Un politique agricole vraiment commune en matière d'élevage pour demain ?

Sauf qu'en l'état, l'utilisation des outils reste un choix pour chaque État membre. « L'Europe sera-t-elle plus directive à l'avenir ? », a interrogé Dominique Fayel, éleveur dans l'Aveyron et président du groupe viande bovine du Copa-Cogeca.

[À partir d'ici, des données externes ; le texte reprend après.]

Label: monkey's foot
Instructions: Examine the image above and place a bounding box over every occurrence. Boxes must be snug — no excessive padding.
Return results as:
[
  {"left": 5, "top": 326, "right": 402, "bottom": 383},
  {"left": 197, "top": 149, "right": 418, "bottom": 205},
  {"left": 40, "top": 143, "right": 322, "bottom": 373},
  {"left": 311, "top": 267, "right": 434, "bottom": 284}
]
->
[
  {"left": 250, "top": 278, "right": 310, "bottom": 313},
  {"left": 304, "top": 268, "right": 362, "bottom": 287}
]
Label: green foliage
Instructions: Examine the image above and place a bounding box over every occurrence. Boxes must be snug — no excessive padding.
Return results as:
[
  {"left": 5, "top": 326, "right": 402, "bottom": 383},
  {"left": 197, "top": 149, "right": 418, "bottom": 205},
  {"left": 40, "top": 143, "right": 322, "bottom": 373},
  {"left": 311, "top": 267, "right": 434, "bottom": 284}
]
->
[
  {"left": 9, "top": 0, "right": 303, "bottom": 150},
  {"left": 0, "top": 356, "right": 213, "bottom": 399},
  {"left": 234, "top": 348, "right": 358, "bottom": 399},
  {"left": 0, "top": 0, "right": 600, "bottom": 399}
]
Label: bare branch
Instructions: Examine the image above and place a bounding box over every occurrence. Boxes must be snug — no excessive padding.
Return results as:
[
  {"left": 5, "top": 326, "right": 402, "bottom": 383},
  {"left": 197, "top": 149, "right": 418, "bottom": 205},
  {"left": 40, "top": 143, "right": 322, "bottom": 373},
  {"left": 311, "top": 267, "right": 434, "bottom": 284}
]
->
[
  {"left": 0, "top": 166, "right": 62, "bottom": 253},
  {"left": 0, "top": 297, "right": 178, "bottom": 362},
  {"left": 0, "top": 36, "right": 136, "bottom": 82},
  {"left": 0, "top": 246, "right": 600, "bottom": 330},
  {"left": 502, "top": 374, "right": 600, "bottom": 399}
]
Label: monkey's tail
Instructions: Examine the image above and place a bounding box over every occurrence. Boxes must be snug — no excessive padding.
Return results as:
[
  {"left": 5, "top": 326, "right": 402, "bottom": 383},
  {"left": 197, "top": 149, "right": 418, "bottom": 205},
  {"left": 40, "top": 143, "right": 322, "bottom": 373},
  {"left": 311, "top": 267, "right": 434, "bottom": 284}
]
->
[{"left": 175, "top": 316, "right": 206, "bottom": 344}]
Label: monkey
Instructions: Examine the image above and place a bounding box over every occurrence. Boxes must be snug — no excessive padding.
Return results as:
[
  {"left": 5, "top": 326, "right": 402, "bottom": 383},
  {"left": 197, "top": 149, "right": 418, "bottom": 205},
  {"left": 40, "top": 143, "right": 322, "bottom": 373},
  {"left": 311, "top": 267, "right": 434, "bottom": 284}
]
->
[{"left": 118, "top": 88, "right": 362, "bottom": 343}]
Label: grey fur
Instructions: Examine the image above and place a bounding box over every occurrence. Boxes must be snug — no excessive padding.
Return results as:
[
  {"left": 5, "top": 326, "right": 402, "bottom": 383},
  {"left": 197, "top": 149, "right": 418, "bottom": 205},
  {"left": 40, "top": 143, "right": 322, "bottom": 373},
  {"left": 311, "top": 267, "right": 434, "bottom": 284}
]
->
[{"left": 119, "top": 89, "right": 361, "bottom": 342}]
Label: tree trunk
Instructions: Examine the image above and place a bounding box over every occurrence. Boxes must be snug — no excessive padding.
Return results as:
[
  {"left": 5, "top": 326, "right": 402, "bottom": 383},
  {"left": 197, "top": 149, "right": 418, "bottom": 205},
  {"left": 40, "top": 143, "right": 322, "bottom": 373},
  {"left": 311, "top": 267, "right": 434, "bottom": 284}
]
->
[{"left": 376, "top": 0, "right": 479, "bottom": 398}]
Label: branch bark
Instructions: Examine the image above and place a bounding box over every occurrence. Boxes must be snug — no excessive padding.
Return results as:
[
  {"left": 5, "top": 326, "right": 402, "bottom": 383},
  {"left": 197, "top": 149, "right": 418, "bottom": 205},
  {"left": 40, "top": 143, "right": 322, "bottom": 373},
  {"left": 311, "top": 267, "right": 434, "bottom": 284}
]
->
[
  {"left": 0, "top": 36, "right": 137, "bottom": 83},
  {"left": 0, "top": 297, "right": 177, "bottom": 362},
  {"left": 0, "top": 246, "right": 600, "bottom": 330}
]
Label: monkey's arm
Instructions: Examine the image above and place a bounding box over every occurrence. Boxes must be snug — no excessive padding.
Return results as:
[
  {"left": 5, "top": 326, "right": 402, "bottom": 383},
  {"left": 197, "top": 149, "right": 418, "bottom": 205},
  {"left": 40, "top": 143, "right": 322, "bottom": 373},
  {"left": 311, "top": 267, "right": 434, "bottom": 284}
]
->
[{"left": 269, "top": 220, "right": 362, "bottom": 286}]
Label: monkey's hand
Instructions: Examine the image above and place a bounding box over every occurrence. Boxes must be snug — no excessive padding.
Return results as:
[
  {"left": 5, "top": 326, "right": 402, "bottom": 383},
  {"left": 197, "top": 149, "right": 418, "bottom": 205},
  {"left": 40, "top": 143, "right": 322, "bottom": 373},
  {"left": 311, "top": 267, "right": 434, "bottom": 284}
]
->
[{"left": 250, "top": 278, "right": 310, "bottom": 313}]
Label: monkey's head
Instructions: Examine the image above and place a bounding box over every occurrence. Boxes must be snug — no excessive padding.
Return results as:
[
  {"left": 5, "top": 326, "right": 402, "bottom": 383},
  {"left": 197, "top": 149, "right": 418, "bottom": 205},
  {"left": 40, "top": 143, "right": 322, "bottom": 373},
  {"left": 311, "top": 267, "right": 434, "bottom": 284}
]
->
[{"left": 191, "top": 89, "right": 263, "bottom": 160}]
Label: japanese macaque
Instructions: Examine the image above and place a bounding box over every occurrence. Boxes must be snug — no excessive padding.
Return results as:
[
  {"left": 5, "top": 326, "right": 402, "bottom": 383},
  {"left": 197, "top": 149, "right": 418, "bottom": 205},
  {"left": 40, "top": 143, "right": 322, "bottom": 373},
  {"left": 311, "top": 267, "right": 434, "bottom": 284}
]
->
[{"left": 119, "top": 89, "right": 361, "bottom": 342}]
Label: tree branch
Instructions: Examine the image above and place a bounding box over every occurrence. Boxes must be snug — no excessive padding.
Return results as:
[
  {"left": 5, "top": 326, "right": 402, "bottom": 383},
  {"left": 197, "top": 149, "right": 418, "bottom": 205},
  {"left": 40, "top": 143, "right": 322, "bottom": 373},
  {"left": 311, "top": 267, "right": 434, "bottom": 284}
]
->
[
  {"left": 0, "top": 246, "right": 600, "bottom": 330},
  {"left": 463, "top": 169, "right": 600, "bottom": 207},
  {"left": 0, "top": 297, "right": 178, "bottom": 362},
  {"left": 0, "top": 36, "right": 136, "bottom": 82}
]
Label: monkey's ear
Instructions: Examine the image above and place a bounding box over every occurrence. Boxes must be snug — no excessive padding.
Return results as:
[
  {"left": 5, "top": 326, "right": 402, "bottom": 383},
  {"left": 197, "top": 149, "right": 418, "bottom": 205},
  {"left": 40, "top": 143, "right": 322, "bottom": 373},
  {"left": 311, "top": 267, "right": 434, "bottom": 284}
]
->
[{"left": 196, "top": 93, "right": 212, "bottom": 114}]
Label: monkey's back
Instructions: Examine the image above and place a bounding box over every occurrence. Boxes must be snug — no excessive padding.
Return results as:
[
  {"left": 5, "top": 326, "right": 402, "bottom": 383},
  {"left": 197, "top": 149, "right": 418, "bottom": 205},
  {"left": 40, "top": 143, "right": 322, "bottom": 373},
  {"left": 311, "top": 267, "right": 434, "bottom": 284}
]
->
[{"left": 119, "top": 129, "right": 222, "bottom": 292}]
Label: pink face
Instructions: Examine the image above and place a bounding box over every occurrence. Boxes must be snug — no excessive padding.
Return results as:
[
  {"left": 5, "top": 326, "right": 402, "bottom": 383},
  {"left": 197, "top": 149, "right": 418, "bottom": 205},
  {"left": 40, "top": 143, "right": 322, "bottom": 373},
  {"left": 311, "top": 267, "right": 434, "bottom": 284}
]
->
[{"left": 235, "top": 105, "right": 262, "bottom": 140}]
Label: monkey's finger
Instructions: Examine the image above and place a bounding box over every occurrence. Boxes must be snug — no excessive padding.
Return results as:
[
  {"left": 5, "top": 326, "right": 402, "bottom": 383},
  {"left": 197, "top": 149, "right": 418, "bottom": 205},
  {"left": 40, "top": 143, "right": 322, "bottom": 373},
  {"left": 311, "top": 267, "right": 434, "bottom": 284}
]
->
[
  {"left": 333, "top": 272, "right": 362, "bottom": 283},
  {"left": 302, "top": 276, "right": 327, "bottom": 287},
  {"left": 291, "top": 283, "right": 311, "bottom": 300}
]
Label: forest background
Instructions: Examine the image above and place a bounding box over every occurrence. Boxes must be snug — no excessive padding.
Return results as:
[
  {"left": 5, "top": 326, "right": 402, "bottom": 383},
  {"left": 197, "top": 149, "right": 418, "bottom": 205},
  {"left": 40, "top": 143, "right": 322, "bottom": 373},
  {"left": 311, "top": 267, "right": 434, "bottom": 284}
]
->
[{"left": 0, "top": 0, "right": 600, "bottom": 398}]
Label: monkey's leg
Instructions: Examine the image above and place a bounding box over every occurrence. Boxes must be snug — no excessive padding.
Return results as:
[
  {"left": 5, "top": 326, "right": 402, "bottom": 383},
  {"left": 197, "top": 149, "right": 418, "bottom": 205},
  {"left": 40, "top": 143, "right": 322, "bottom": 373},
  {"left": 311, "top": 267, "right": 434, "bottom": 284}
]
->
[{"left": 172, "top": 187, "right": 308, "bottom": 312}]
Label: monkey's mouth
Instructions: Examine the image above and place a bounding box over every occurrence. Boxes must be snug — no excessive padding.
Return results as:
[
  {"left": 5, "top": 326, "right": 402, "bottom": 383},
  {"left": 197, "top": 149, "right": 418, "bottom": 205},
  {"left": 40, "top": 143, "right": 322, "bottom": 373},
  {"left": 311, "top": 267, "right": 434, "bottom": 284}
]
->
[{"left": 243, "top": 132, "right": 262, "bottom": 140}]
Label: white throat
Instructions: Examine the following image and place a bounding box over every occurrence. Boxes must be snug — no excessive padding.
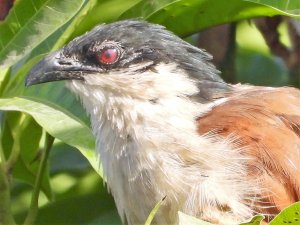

Réponse de Brigitte Misonne : « La stratégie pour l'élevage a pour ambition d'avoir des recommandations au niveau européen qui soient déclinées par États membres ». Autrement dit, moins de subsidiarité pour les États pour conforter la stratégie élevage, qui peut s'apparenter à une opération de reconquête après une décapitalisation sans précédent.

"Le facteur principal de perte de valeur en élevage de bovin viande, ce sont les veaux qui ne naissent plus"

« On a gardé le couplage, mais on est passé à l'UGB. Cette décision, nous ne pouvons pas la mettre sur le dos de Bruxelles, elle est bien le fait d'une décision nationale », a martelé Dominique Fayel. Unanimement, les éleveurs réclament des mesures fortes pour que « l'élevage se maintienne dans les zones où on ne peut pas faire autre chose, en montagne notamment, et remettre de l'élevage là où il a disparu ».